In pharma, the reliance on trusted forwarders and long-standing partners is understandable. Compliance, quality control and consistency matter more than in many other sectors. But that same model can leave buyers reacting to events after pricing, space and routing options have already changed. By the time disruption is visible in day-to-day operations, the cost has often already been absorbed into the market.
Xeneta’s findings suggest that this lag is now showing up in performance. The company said every pharmaceutical organisation surveyed experienced some form of financial or operational disruption in the past year. Half had raised contingency budgets, 42% had resorted to last-minute mode changes at higher cost, and 35% reported stockouts, production delays or missed delivery targets. The same share said relationships with suppliers or customers had been damaged.

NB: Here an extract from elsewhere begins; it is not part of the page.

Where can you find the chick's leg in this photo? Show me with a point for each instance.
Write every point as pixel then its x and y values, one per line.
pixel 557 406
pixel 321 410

The visibility gap is central to the problem. Xeneta found that 47% of pharmaceutical organisations had limited insight into market rates, capacity or how contracted terms compared with prevailing conditions. Another 38% said they had missed opportunities because of that lack of visibility, while 47% pointed to rigid annual planning and tender cycles as a source of unnecessary cost.

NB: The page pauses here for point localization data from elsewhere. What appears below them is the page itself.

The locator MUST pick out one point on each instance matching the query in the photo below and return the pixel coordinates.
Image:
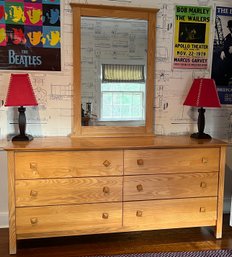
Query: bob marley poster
(222, 54)
(191, 38)
(30, 35)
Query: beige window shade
(122, 73)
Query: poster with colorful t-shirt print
(30, 35)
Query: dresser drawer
(80, 218)
(145, 187)
(175, 213)
(39, 192)
(60, 164)
(171, 161)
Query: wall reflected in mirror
(113, 71)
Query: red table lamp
(203, 93)
(20, 93)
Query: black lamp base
(22, 138)
(200, 136)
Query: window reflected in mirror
(113, 71)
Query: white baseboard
(4, 220)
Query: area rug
(209, 253)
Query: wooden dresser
(62, 186)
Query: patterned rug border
(203, 253)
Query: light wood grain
(67, 164)
(170, 186)
(175, 213)
(146, 183)
(106, 143)
(42, 192)
(11, 203)
(86, 217)
(171, 161)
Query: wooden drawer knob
(106, 163)
(34, 221)
(202, 209)
(203, 185)
(140, 162)
(33, 193)
(139, 213)
(139, 187)
(105, 215)
(205, 160)
(33, 165)
(106, 190)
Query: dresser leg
(12, 243)
(218, 231)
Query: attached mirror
(113, 70)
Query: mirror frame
(104, 11)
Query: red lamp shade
(203, 93)
(20, 91)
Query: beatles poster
(30, 35)
(222, 54)
(191, 38)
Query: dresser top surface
(68, 143)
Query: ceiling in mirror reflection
(115, 42)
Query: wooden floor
(136, 242)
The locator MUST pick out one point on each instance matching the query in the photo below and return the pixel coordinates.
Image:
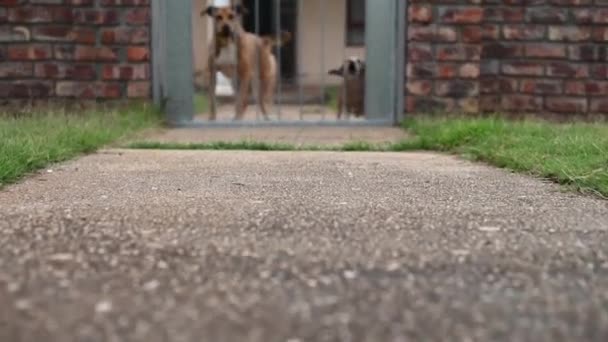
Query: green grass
(32, 141)
(573, 154)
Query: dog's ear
(210, 11)
(239, 9)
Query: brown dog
(352, 91)
(243, 57)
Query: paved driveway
(283, 246)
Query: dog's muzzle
(226, 31)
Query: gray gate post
(172, 59)
(383, 29)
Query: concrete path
(281, 246)
(297, 136)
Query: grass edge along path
(32, 141)
(574, 154)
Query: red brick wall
(86, 49)
(508, 55)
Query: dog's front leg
(211, 92)
(242, 97)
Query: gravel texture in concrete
(297, 136)
(298, 246)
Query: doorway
(268, 19)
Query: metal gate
(321, 36)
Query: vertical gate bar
(159, 25)
(280, 76)
(257, 80)
(322, 66)
(380, 39)
(401, 54)
(342, 89)
(178, 65)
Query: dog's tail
(284, 38)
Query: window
(355, 22)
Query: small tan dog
(235, 54)
(352, 92)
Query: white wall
(313, 35)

The lesson from the current Middle East disruption is that freight costs do not rise in one step. They build gradually, through fuel, insurance, capacity tightening, surcharges and then spot-rate increases. By the time procurement teams respond, the market has usually moved on. Recent airspace closures and maritime diversions have only sharpened that reality by removing options and lengthening journeys at the same time.

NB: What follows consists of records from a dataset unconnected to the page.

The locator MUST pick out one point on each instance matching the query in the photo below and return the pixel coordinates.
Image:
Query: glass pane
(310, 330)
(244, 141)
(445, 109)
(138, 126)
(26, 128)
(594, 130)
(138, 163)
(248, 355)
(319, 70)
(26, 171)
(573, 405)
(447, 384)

There are signs that the sector knows change is needed. Xeneta said 48% of organisations already use market intelligence tools and 30% expect to adopt a more data-driven approach over the next five years. But 57% still expect to remain primarily relationship-led, underlining the gap between intent and execution. Legacy systems, the report said, remain difficult to integrate, while procurement teams are being asked to take on more risk management and scenario planning.
The broader logistics market is also evolving. Investment in healthcare logistics continues to rise, with greater emphasis on real-time monitoring, cold-chain visibility and more flexible distribution models. That suggests the direction of travel is clear, even if many internal procurement structures have not caught up.
What the current crisis shows is that volatility is no longer an exception to be managed occasionally. It is part of the operating environment. For pharmaceutical companies, the answer is not to abandon relationships, but to support them with up-to-date freight intelligence that reflects how the market is moving now, not how it behaved last quarter.
In an industry where delays can affect production, inventory, commercial relationships and patient supply, that shift is becoming less optional and more essential.